Suppose we acquiesce in the conflation of Excluded Middle and Bivalence. The conflation is not unreasonable. Now try this trio on for size:
Excluded Middle: Every proposition is either true, or if not true, then false.
Presentism: Only what exists at present, exists.
Truth-Maker: Every contingent truth has a truth-maker.
The limbs of the triad are individually plausible but collectively inconsistent. Why inconsistent?
I will die. This future-tensed sentence is true now. It is true that I will die. Is there something existing at present that could serve as truth-maker? Arguably yes, my being mortal. I am now mortal, and my present mortality suffices for the truth of 'I will die.' Something similar holds for my coat. It is true now that it will cease to exist. While it is inevitable that I will die and that my coat will cease to exist, it is not inevitable that my coat will be burnt up (wholly consumed by fire). For there are other ways for it to cease to exist, by being cut to pieces, for example, or by just wearing out.
By 'future contingent,' I mean a presently true future-tensed contingent proposition. The following seems to be a clear example: BV's coat will sometime in the future cease to exist by being wholly consumed in a fire. To save keystrokes: My coat will be burnt up.
By Excluded Middle, either my coat will be burnt up or my coat will not be burnt up. One of these propositions must be true, and whichever one it is, it is true now. Suppose it is true now that my coat will be burnt up. There is nothing existing at present that could serve as truth-maker for this contingent truth. And given Presentism, there is nothing existing at all that could serve as truth-maker. For on Presentism, only what exists now, exists full stop. The first two limbs, taken in conjunction, entail the negation of the third, Truth-Maker. The triad is therefore inconsistent.

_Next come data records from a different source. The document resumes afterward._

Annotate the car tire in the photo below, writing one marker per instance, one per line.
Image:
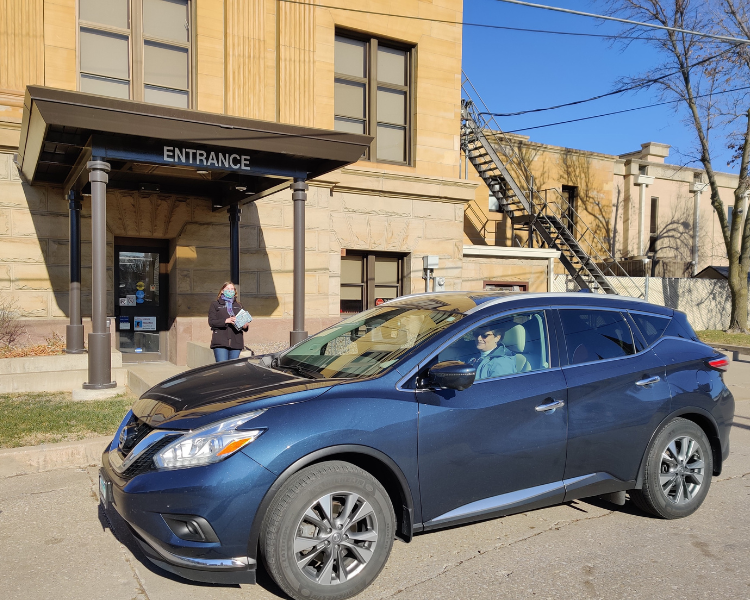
(328, 532)
(678, 471)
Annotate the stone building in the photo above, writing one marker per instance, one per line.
(368, 225)
(641, 209)
(299, 71)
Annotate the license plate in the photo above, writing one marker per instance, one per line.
(103, 491)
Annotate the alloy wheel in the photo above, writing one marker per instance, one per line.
(335, 538)
(681, 470)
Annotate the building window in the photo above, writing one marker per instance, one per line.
(372, 94)
(506, 286)
(137, 49)
(570, 208)
(653, 228)
(368, 280)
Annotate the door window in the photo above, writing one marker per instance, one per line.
(515, 343)
(592, 335)
(369, 280)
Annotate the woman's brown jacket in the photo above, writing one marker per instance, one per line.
(224, 334)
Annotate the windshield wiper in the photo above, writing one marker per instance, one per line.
(301, 371)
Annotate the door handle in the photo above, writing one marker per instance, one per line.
(550, 405)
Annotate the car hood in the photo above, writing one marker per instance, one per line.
(201, 396)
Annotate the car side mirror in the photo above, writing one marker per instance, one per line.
(451, 375)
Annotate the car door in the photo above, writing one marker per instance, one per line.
(616, 398)
(501, 442)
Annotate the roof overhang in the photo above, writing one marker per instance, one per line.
(171, 150)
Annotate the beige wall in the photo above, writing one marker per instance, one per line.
(552, 167)
(672, 185)
(261, 59)
(477, 270)
(609, 201)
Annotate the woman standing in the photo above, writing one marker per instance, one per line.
(227, 341)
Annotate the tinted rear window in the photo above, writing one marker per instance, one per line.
(651, 326)
(679, 327)
(595, 335)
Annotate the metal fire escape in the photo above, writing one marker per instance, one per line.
(547, 214)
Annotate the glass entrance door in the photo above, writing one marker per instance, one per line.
(141, 298)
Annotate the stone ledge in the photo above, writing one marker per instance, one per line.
(84, 395)
(47, 457)
(59, 362)
(52, 381)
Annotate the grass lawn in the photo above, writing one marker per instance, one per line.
(38, 418)
(714, 336)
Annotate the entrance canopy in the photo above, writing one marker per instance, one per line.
(86, 143)
(171, 150)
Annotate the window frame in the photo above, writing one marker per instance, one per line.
(371, 92)
(368, 276)
(653, 225)
(136, 50)
(518, 284)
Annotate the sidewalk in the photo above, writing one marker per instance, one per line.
(86, 452)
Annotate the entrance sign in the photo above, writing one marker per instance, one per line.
(203, 158)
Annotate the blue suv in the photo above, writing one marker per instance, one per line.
(428, 411)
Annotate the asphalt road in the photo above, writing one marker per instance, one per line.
(55, 542)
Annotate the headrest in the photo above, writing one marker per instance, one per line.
(515, 338)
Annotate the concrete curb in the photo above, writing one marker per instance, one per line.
(48, 457)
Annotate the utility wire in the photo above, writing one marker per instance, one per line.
(618, 112)
(642, 84)
(481, 25)
(722, 38)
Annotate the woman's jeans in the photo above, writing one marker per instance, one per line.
(222, 354)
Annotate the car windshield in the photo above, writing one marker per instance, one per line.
(367, 343)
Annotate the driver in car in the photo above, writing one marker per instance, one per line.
(495, 359)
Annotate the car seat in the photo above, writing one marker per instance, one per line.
(515, 340)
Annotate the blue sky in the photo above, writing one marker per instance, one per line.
(517, 71)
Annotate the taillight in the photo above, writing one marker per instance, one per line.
(720, 364)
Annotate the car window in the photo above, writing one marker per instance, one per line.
(367, 343)
(680, 327)
(651, 326)
(515, 343)
(595, 335)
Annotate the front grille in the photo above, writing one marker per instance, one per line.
(145, 462)
(133, 433)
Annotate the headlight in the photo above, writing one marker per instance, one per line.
(208, 444)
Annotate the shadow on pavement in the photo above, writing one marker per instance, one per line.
(629, 508)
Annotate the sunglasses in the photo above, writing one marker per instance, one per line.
(485, 335)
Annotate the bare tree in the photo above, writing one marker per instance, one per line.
(11, 329)
(703, 76)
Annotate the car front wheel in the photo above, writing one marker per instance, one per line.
(678, 471)
(328, 532)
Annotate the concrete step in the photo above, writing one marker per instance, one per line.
(52, 381)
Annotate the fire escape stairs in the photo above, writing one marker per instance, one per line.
(530, 211)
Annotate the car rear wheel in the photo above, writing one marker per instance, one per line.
(678, 471)
(328, 532)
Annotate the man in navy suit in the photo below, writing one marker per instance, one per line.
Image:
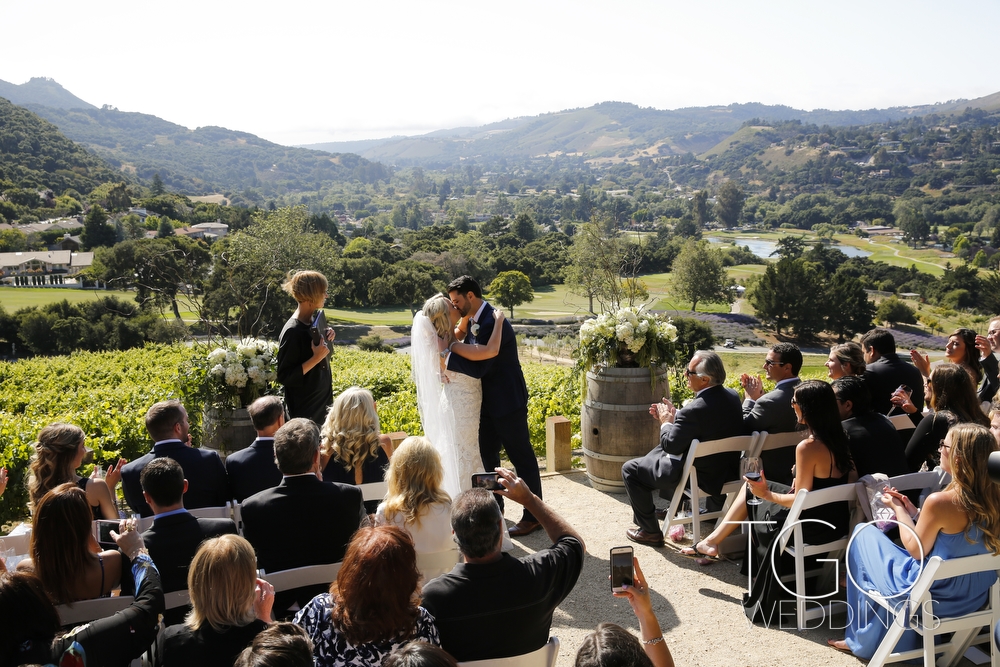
(713, 414)
(167, 424)
(503, 419)
(253, 469)
(304, 520)
(175, 535)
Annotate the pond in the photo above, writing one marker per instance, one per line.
(763, 248)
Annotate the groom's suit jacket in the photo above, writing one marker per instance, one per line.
(504, 389)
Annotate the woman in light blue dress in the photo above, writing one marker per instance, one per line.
(961, 520)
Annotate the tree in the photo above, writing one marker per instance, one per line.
(789, 294)
(895, 311)
(849, 311)
(96, 230)
(729, 202)
(511, 288)
(699, 275)
(157, 187)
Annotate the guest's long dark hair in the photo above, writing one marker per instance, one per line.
(820, 413)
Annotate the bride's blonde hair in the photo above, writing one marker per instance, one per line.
(437, 309)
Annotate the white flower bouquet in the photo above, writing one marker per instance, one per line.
(237, 373)
(629, 338)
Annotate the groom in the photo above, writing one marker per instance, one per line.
(503, 419)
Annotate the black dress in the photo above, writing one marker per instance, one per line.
(767, 592)
(307, 395)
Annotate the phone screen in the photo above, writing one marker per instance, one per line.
(621, 567)
(486, 480)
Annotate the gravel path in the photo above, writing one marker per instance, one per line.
(698, 606)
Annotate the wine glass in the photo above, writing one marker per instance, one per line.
(750, 467)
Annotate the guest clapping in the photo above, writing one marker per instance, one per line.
(229, 607)
(373, 607)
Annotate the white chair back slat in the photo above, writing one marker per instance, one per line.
(83, 611)
(543, 657)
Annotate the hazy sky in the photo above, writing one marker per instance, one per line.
(302, 72)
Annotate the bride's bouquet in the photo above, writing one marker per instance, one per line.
(629, 338)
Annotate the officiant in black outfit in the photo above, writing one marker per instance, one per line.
(503, 420)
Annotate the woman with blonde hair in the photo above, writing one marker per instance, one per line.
(353, 449)
(450, 402)
(845, 359)
(59, 452)
(415, 501)
(229, 606)
(961, 520)
(303, 368)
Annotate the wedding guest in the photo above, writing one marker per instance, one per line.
(229, 607)
(59, 452)
(303, 367)
(373, 607)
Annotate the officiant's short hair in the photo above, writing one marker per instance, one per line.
(465, 284)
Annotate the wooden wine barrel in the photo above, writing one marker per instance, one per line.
(227, 431)
(615, 421)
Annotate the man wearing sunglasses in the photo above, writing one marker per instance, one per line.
(772, 411)
(714, 413)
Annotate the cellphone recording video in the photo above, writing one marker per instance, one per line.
(486, 480)
(621, 568)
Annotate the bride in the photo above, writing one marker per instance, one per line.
(449, 402)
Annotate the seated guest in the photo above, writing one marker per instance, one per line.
(59, 452)
(886, 372)
(167, 424)
(64, 553)
(612, 644)
(31, 623)
(714, 413)
(415, 501)
(493, 605)
(772, 411)
(373, 607)
(229, 607)
(952, 398)
(354, 450)
(304, 520)
(253, 469)
(845, 359)
(874, 442)
(419, 654)
(175, 535)
(280, 645)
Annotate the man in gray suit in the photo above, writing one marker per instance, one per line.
(772, 411)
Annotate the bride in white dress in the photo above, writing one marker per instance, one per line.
(449, 402)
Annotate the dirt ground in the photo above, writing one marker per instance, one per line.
(698, 606)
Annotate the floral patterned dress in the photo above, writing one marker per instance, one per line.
(331, 648)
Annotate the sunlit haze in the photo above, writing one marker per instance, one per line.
(299, 72)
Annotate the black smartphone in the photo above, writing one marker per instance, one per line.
(486, 480)
(621, 568)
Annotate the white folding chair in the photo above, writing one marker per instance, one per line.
(224, 512)
(543, 657)
(918, 614)
(82, 611)
(435, 563)
(902, 422)
(310, 575)
(792, 542)
(373, 490)
(688, 483)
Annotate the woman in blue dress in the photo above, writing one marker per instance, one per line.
(962, 520)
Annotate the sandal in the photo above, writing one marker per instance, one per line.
(697, 554)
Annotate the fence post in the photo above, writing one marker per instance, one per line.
(558, 450)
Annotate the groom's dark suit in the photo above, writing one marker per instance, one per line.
(503, 419)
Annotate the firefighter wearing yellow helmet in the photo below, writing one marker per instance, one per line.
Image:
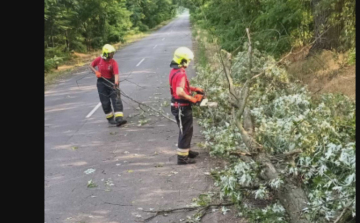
(181, 102)
(109, 70)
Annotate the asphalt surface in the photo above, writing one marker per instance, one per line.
(135, 166)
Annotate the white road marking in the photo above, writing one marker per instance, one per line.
(92, 111)
(140, 62)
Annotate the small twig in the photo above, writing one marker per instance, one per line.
(159, 212)
(343, 212)
(132, 83)
(157, 111)
(125, 205)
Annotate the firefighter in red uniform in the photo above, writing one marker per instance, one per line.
(181, 102)
(108, 68)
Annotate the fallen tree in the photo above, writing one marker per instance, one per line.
(300, 150)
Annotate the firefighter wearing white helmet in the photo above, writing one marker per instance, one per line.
(181, 102)
(108, 69)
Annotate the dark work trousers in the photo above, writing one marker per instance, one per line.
(187, 125)
(107, 93)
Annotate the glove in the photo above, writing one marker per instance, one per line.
(116, 85)
(197, 99)
(193, 100)
(198, 90)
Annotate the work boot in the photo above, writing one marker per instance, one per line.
(193, 154)
(111, 121)
(183, 160)
(120, 121)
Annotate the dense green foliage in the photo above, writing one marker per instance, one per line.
(83, 25)
(277, 25)
(286, 118)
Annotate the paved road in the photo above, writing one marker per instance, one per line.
(135, 166)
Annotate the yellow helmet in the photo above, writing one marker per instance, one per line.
(181, 54)
(107, 48)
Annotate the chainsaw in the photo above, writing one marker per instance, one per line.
(206, 103)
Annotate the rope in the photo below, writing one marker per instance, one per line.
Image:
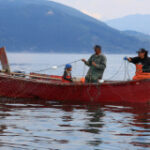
(59, 66)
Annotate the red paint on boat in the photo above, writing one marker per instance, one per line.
(128, 92)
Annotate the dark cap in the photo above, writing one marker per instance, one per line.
(142, 50)
(97, 46)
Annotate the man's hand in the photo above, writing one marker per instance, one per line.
(129, 59)
(84, 60)
(94, 64)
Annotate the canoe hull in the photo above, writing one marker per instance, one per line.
(128, 92)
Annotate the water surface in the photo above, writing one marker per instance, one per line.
(48, 125)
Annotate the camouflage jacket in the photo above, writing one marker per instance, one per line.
(96, 72)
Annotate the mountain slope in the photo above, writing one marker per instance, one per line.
(139, 23)
(43, 26)
(138, 35)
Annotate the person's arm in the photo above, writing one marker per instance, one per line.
(102, 64)
(89, 62)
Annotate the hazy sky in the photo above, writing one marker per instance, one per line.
(109, 9)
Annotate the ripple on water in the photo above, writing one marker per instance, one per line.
(56, 126)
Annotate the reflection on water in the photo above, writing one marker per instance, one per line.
(52, 126)
(46, 125)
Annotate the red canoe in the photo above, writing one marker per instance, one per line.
(51, 89)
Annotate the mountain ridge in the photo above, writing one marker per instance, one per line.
(46, 26)
(137, 22)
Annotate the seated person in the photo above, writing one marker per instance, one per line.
(142, 63)
(67, 73)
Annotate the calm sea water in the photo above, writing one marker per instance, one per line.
(52, 126)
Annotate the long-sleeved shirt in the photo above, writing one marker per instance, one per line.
(145, 62)
(96, 72)
(67, 76)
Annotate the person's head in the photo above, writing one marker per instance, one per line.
(97, 49)
(142, 53)
(68, 67)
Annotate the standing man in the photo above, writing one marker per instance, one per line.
(97, 64)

So one of the limbs must be rejected. Which one?
An Objection
You say that nothing that now exists could serve as the truth-maker of the presently true future-tensed contingent proposition BV's coat will be burnt up. I disagree. If determinism is true, then the present state of the world together with the laws of nature necessitates every later state. Assuming the truth of the proposition in question, there is a later state of the world in which your shabby coat is burnt up. The truth-maker of the future contingent proposition would then be the present state of the world plus the laws of nature. So if determinism is true, your triad is consistent, contrary to what you maintain, and we will not be forced to give up one of the very plausible constituent propositions.
Question: Is there a plausible reply to this objection? No. I'll explain why later.
How about:
Truth-Maker: Every contingent truth had, or has, or will have a truth-maker.
?
Posted by: The Bad Ostrich | Thursday, February 07, 2019 at 02:35 PM
Can the truthmaker be the principle of contradiction, though not as specifying one side of the contradiction as necessarily true or false, but only saying that it is a necessary truth that "either my coat will be burned up or not burned up"?
IOW, I'm wondering if we can just tinker with Aristotle's "sea-battle" argument here and apply it to truthmakers.
Posted by: James Chastek | Saturday, February 09, 2019 at 07:17 AM
James,
For starters, LNC is a proposition. A proposition cannot be a truth-maker.
Neither of you gentlemen understand the problem.